Wicked stepmo.'s picture

YSD 12 currently has a 0 average. She has not completed even one assignment. BM and SO have been aware of this, through observation, progress reports, emails from the teachers, and  phone calls from the social worker. Yet nothing changes. Neither parent has taken anything away. Sat with her to make sure it's getting done. Supervised her in any way. 

As much as I feel sorry for the kid her parents are failing her. I am not getting involved other than told her she is welcome to ask me for my help or sit with me and my son when we are doing his work, especially since they are in the same grade, taking the same classes.

She has not taken me up on my offer. Deep down I am starting to think at this point she is doing it as a desperate attempt to get her parents attention.

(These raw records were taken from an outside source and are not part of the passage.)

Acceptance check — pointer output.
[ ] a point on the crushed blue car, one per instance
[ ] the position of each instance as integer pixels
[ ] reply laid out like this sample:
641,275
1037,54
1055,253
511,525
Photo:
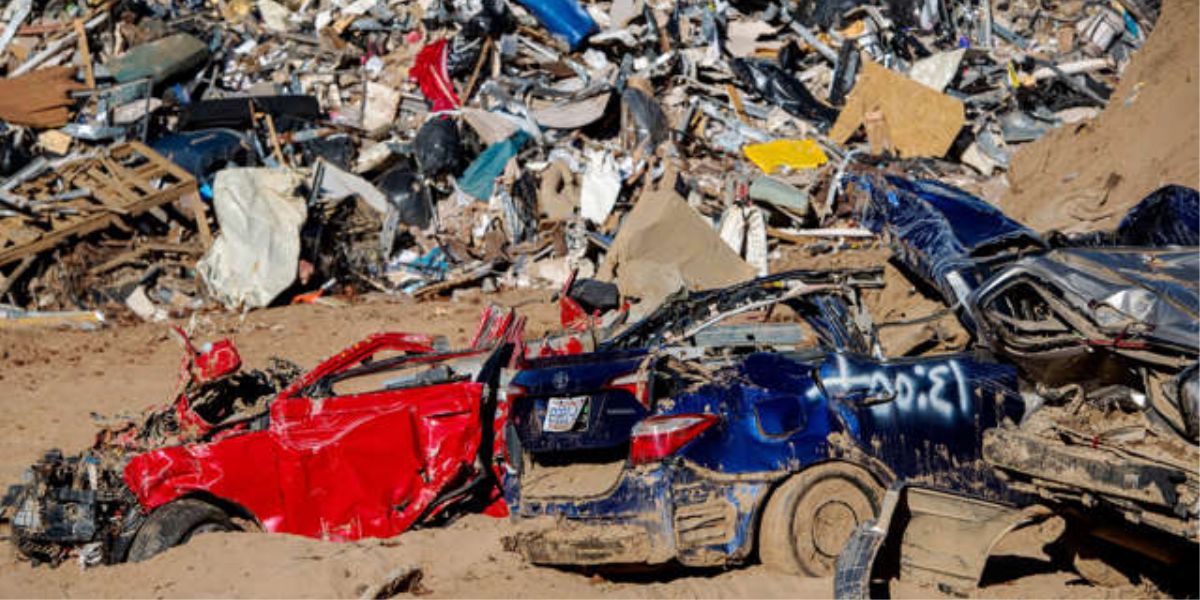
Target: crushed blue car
1102,328
727,451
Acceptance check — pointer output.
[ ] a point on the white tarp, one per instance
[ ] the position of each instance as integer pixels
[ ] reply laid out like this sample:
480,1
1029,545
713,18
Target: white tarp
256,256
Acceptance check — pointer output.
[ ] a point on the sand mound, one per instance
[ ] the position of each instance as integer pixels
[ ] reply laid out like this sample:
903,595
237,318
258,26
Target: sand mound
1086,177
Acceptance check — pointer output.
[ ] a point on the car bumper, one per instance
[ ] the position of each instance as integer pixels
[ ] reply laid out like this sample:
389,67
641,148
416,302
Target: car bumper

Especially since I was able to negotiate with the school that she attends every day and gets tutoring on Fridays. She still has not done any work and she is the type of kid who wants her parents attention.  

 

Dogmom1321's picture

SD10 has struggled with school since Kindergarten. BM never bothered to put her in pre-school. She knew zero letters, numbers, even how to hold a pencil. She has ADHD but BM refuses to medicate. She is in 5th grade now and has C's and D's in all subjects. The academic part is hard for her, but her attitude SUCKS. Her teacher emailed everyone the other day saying "she can't even help her because she refuses to take out her materials and get started." I'm at a loss and so are her teachers. DH and BM can handle that and watch her fail out of high school and then probably go live with BM. They give her ZERO consequences for not doing her work, they just both tell each other "we're catching up on it." BM has reached out to ME about school since I'm a teacher (probably started a couple of weeks ago when she heard I was pregnant). Prior to this, I haven't heard from her (besides court) for 5 years. I asked BM if she needed help setting up a parent account, tracking grades/assignments, missing work, etc. In the same breath she says "no thanks, working full time and keeping up with school is impossible" "I just want everyone to get on the same page so we can help _______." BM continues to be all talk and zero effort to help SD. I honestly think the only reason she reached out is so she could save face with the teacher and say "she's trying". BM and SD are incredibly lazy.